Il y a moins d’un an, le philosophe Christian Godin revisitait le septenaire moral chrétien avec son ouvrage Ce que sont devenus les péchés capitaux (Cerf, 2018). Sa réflexion était avant tout sociologique, car après un retour au sens originel de chaque péché, la meilleure partie de son travail d’analyse portait sur la manière dont la culture moderne l’ a transformé – souvent pour le pire.

Michel Wackenheim, quant à lui, nous offre une proposition se voulant avant tout spirituelle sur le sujet, avec le simplement nommé Les sept péchés capitaux (Novalis, 2019).

Notons d’abord que l’auteur ne dramatise pas outre mesure les péchés capitaux, qu’il ne confond pas, heureusement, avec les péchés graves, ou les péchés dits mortels.

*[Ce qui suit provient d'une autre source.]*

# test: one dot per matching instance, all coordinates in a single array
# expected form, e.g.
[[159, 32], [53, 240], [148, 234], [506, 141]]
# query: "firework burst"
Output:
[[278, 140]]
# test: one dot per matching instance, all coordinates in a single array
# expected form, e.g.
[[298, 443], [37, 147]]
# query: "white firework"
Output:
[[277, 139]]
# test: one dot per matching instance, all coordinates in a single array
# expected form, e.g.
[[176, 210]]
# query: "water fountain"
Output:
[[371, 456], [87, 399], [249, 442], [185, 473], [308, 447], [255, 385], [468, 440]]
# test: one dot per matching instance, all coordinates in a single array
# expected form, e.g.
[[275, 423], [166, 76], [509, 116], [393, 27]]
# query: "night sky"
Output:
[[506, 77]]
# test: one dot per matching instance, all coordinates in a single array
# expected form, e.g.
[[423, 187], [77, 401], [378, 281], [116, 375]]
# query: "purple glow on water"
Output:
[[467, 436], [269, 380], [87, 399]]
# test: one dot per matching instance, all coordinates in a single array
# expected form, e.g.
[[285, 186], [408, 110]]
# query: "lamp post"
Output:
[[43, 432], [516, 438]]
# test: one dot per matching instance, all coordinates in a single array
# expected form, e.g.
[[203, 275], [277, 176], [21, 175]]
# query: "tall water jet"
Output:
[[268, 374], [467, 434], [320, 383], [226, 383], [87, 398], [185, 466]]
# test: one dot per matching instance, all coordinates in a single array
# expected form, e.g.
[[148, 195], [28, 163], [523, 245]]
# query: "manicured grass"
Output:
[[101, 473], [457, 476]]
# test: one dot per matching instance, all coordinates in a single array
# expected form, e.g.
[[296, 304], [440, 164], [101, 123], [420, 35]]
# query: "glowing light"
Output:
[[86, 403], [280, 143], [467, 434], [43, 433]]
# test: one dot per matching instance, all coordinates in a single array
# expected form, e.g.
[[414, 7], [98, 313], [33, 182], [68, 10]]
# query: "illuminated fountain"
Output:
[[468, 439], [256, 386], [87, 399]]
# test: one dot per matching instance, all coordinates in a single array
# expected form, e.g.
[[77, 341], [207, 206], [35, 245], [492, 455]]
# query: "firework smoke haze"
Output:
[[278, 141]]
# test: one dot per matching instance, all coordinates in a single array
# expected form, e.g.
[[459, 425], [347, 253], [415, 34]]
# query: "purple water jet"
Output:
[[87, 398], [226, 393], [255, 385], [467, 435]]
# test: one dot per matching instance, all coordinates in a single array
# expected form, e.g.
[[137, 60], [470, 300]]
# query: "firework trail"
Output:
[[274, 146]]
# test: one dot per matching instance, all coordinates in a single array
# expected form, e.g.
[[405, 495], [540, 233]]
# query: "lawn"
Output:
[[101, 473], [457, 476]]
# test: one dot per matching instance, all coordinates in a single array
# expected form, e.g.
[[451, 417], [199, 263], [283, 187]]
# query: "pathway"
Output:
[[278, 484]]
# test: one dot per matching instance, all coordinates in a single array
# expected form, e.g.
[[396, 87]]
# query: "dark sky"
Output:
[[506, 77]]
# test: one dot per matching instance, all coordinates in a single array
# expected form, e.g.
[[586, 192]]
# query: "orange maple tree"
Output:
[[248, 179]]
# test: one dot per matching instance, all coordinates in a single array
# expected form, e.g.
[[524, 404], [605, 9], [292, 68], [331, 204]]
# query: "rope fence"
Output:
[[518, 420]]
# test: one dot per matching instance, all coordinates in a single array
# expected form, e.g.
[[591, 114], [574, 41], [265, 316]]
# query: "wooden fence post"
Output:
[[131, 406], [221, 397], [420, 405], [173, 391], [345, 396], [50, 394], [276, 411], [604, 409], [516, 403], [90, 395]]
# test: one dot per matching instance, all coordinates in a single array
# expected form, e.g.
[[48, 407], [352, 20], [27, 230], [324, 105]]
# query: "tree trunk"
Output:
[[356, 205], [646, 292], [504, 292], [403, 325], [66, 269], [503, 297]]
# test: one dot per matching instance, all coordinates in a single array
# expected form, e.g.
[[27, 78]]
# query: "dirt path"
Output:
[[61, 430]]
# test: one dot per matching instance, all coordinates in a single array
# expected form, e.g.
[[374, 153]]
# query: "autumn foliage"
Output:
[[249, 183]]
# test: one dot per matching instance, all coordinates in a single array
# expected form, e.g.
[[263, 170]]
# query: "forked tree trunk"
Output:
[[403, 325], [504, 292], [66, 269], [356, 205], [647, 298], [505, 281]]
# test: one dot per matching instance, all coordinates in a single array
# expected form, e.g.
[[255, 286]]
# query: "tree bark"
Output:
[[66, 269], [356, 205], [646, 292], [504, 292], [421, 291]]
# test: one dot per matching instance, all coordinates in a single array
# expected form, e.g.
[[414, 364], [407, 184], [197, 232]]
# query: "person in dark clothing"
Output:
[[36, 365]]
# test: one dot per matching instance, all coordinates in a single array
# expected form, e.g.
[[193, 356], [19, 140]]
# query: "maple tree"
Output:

Sa définition du péché tout court est sobre et équilibrée :

Mais qu’est-ce que pécher ? C’est poser un acte derrière lequel se dissimule une idole qui nous fait croire au vrai bonheur, alors que le vrai bonheur trouve sa source en Dieu seul (…) Le péché, au fond, c’est toujours se préférer soi-même à Dieu et, du coup, se détourner du bonheur authentique.

Wackenheim passe donc en revue chaque péché, en commençant par en circonscrire le sens profond. Il le fait avec une concision remarquable. Puis il enchaîne en proposant des moyens pour remédier à l’enracinement des péchés capitaux, en suivant le conseil de Léon le Grand : il vaut mieux les surmonter avec patience que les fuir.

Avec cet ouvrage, l’auteur ne réinvente rien, ne propose pas une lecture particulièrement originale des péchés capitaux. Son intention est plutôt de dépoussiérer ces catégories et les rendre pleinement intelligibles au plus grand nombre, tout en proposant une partie plus pratique, elle aussi tout à fait accessible.